I’m not going back to Minneapolis.
I’m considering . . . this.
Yes, I’m considering moving to the inside of the Main Street feature. I think it’s an apt place for the last act.
We’ll see.
Today was better, in other words. Uncle Gary Realtor was mightily impressed with the Fred. We had fried chicken and discussed real estate and family matters. Most of the activity pushed aside the loss and the ache, but that flits up in the mind like a black butterfly, and you swat it away. You think of more pressing matters. Must get dental insurance! Must return faucet!
What faucet, you ask? Well, there were two leaks in the bathroom, and S., not wanting to burden the new owners with drips, wanted them fixed. I did what I could, but what I could do, alas, was nothing. The cartridges in the faucets were rusted solid. They worked, but could not be dislodged without professional labor. Expensive labor. One more expense at the last minute. One more thing to put on the balance sheet to split. Sigh. Petty. Necessary.
I went to Menard’s, where I bought the faucet. No receipt? No problem. I put my card into the machine to generate the receipt, handed over an unopened box. Said I’d like cash. Really? Cash? Oh no we don’t do that. We can put it back on the card. Fine. Then I drove to the gym, and because I now have world enough and time and gas is expensive I drove the speed limit. The ECON button was on for the first time. I thought: haircut. As long as it’s a cool-car day, he can sit for a while. Nice banter, although the stylist had a box with a bunch of neon stickers setting forth a series of political opinions that probably didn’t need to enter into the act of trimming the follicles of a stranger. Then the gym. Did everything plus the treadmill. Afterwards took Birch for a walk along the Edina Spine, as it’s probably not called.
Even though the area is all big-box and strip malls and such, it has a serpentine parkway that winds between the buildings.
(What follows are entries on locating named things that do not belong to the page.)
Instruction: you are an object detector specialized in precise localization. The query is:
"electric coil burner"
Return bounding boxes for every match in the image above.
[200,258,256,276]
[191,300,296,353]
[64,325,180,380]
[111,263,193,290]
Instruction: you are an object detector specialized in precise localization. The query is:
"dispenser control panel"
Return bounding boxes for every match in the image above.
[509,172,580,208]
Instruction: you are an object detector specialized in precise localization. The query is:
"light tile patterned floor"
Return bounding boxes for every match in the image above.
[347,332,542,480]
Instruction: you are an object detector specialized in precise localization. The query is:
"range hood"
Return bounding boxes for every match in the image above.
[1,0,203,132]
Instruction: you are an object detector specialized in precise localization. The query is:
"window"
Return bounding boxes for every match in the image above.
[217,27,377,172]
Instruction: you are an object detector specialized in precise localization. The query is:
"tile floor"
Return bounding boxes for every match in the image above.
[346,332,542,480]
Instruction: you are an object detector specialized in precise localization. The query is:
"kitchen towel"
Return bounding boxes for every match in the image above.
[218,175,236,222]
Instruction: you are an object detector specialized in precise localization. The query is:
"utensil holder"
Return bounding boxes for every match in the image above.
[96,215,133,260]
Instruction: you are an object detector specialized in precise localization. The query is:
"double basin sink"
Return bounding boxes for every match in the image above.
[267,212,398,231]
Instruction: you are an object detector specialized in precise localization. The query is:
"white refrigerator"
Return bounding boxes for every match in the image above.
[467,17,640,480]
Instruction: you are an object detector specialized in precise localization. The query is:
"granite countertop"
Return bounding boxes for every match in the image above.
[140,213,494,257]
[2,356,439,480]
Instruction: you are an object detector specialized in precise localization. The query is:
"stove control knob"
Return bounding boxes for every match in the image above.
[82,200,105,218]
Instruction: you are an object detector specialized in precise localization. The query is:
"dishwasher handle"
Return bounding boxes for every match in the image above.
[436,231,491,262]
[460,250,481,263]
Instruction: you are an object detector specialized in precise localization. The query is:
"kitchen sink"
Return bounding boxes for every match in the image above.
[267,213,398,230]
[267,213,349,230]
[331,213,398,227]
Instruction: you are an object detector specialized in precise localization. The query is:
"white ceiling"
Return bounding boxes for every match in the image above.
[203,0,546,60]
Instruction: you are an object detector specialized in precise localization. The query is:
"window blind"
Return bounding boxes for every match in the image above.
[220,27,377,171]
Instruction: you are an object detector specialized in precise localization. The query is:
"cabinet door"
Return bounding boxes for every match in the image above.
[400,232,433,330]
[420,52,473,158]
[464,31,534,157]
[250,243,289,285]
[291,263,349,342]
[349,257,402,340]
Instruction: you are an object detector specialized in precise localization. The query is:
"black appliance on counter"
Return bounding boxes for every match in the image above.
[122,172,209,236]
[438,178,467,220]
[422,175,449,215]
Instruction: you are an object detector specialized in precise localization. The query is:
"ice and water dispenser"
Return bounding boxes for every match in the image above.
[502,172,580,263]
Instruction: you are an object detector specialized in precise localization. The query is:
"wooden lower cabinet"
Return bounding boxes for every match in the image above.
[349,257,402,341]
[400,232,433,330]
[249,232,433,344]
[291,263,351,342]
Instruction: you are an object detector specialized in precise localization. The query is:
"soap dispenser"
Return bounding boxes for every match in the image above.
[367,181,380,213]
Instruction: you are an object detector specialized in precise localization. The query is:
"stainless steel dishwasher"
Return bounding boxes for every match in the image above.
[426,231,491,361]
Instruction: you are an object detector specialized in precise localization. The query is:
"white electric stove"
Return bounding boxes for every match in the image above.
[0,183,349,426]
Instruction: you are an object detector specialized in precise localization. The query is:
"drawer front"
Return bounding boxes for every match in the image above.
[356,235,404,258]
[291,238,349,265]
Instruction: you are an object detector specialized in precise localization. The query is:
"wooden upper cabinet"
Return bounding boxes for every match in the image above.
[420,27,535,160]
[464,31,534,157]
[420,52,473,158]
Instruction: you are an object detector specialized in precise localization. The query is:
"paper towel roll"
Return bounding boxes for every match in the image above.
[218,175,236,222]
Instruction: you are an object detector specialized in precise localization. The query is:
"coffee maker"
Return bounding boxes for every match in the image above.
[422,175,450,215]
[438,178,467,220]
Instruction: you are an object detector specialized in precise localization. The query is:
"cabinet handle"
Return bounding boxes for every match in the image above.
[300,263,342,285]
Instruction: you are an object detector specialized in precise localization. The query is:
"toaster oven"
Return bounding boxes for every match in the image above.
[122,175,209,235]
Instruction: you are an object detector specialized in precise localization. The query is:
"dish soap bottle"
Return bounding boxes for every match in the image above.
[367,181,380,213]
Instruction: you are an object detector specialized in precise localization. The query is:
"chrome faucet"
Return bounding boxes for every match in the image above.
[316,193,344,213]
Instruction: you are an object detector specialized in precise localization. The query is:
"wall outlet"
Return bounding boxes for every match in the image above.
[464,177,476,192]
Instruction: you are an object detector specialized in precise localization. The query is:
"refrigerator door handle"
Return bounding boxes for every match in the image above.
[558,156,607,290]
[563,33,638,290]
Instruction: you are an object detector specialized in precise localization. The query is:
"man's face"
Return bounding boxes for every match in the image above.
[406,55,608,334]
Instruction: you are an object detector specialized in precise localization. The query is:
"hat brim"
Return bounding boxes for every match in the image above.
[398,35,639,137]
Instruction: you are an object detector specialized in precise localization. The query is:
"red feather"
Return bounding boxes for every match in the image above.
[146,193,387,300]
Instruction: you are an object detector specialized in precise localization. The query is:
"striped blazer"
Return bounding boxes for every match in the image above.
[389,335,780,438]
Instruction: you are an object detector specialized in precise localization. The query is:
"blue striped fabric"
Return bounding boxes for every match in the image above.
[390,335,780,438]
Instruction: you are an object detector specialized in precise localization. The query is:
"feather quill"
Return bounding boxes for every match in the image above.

Rushing water and strolling folk with dogs.

I have to keep reminding myself that this is all pretty good. The other day while walking Birch through the residential neighborhood I felt this sagging feeling of downwardness and dislocation - a year ago I was married and living in the home of my dreams in a neighborhood I loved, and then SHAZAM (She Had A Zesty Anti Me) I’m here, and it feels as if I am locked out of the good life. The house, the general sense of accomplished solidity and accumulation, gone. Lost.
But then I go to the roof, and remind myself that all is not, in fact, lost. I’ve made this place work. The rituals are sticking: breakfast at the dining table with baroque, the morning work, lunch at the counter, dinner at the table, the Moka espresso with dark chocolate afterwards. A trip up top to light the fire pit and watch the sunset then leave right away because fire makes the dog nervous.

Ah, but have I settled on a coffee paradigm yet? I decline to answer right away but instead give you the 1937 adventures of Mr. and Mrs. Goof, found in a McCalls magazine I snapped before it was sold in the great house purge.


He's dressed well for the morn.

I wonder what he does. He has the look of a crazed European intellectual who does not work at all.

I think John is discounting the immediate peril. The man is dressed as Napoleon; we all know that means he is insane.

What the hell does she put in that stuff? Comet cleanser?

Ah. Dated coffee. An early example of expiration dates, or "best by."
It's Chase and Sanborn.

Marriage saved! Yes, it's that simple!

People knew it from the radio show they sponsored, which ran for a very long time.
That's not what I'm drinking. I'm strictly a Bustelo man now.